Увидев молодого человека, донья Флора вскрикнула от удивления, впрочем, скорее от радости, словно появление незнакомца сулило ей и отцу спасение, ниспосланное небом.
Дон Иниго, казалось, понял, что отныне их судьба будет зависеть от этого молодого человека, а не от шайки разбойников.
Но дон Иниго был горд и первым не стал заводить разговор; он сжимал рукоятку окровавленного кинжала, приставив его к груди дочери, и, как видно, выжидал.
И Сальтеадор заговорил.
– В вашей храбрости я не сомневаюсь, сеньор, – начал он, – но, право, вы поступаете весьма самонадеянно, пытаясь защищаться иголкой, когда на вас нападают двадцать человек, вооруженных кинжалами и шпагами.
– Если б я защищал свою жизнь, это было бы действительно безумием, – отвечал дон Иниго. – Но я решил сначала убить ее, а потом себя. И, вероятно, так мне и придется сделать, а это нетрудно.
– А почему же вы хотите убить сеньору» а потом и себя?
– А потому, что нам угрожало насилие, и мы предпочли смерть.
– Сеньора ваша жена?
– Нет, дочь.
– Во сколько же вы оцениваете свою жизнь и честь вашей дочери?
– Свою жизнь я оцениваю в тысячу, крон, а чести моей дочери нет цены.
– Сеньор, я вам дарую жизнь, – произнес Сальтеадор, – что же касается чести сеньоры, то здесь ваша дочь будет в такой же безопасности, как в доме своей матери, под ее, опекой.
Раздался недовольный ропот разбойников.
– Прочь отсюда! – приказал Сальтеадор, протягивая руку.
И разбойники стали поспешно выходить из комнаты, а он все стоял с простертой рукой, пока последний не скрылся за дверью.
Сальтеадор затворил дверь, потом вернулся к дону Иниго и его дочери, которые следили за ним с удивлением и тревогой.
– Сеньор, их надобно извинить, – сказал он, – ведь они грубы, неучтивы, не дворяне, как мы с вами.
Дон Иниго и его дочь, казалось, немного успокоились, но они по-прежнему смотрели с удивлением на разбойника, заявившего, что он дворянин, впрочем, его манеры, достоинство, с которым он держался, его речи – словом, все говорило о том, что он не лжет.
– Сеньор, – произнесла девушка, – у моего отца, как видно, не хватило слов, чтобы поблагодарить вас.
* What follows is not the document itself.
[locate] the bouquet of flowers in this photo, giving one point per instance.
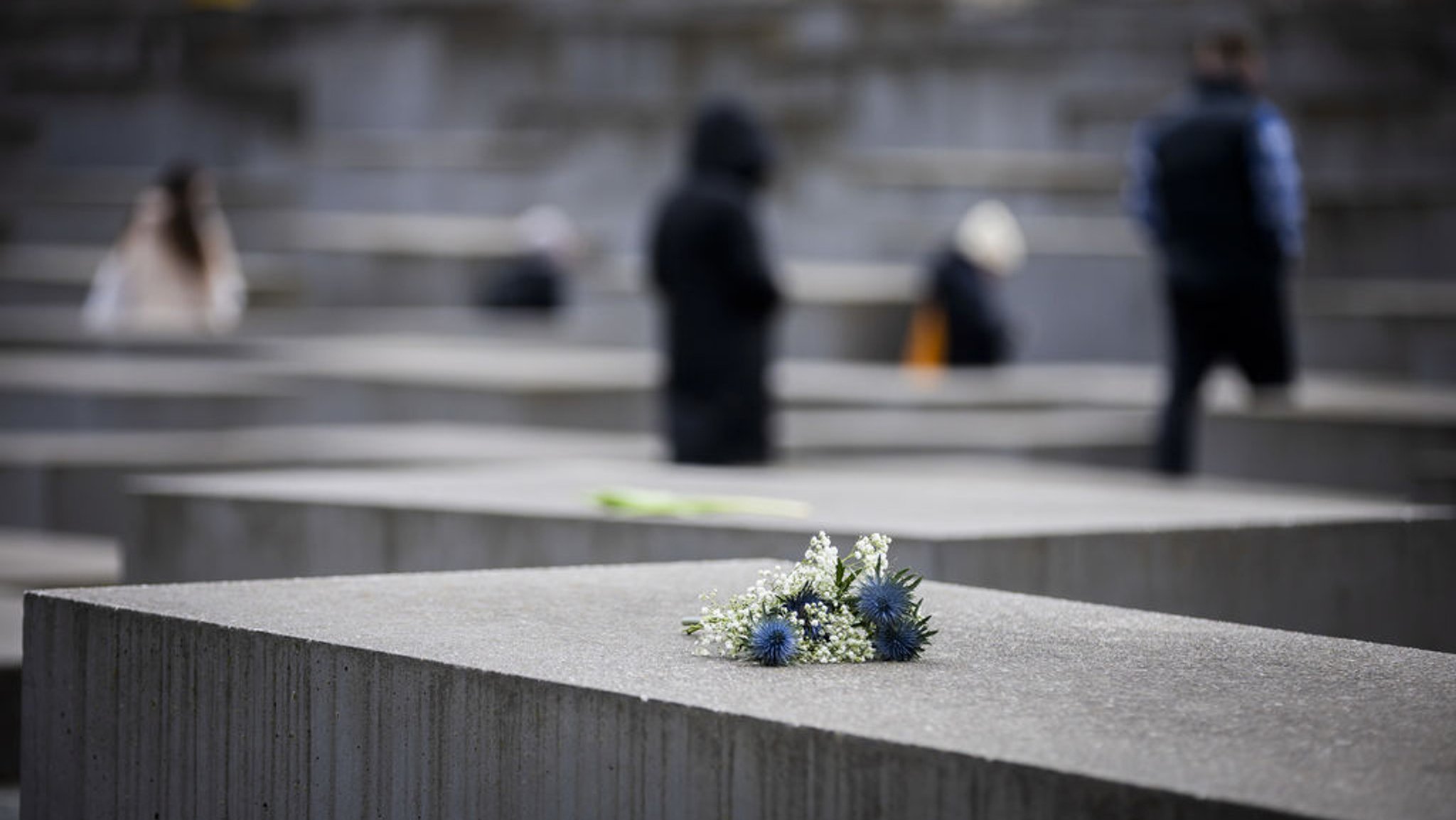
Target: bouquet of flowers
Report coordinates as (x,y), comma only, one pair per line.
(826,609)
Позвольте же мне сделать это и от его имени, и от своего.
– Ваш отец прав, ибо благодарность, произнесенная такими прекрасными устами, гораздо ценнее, чем благодарность самого короля. – Затем он повернулся к старику и продолжал:
– Мне известно, что вы спешите в путь, сеньор.
Куда же вы направляетесь?
– В Гранаду, по велению короля.
– Ах, вот что! – с горестной усмешкой произнес молодой человек. – Весть о его прибытии дошла и до нас. Вчера мы видели солдат – они обстреляли горы: королю угодно, – так он сказал, – чтобы двенадцатилетний мальчишка прошел из Гранады до самой Малаги, держа в руках по мешку с золотыми монетами, слыша от всех встречных обычное напутствие: «С богом путь свой продолжай!»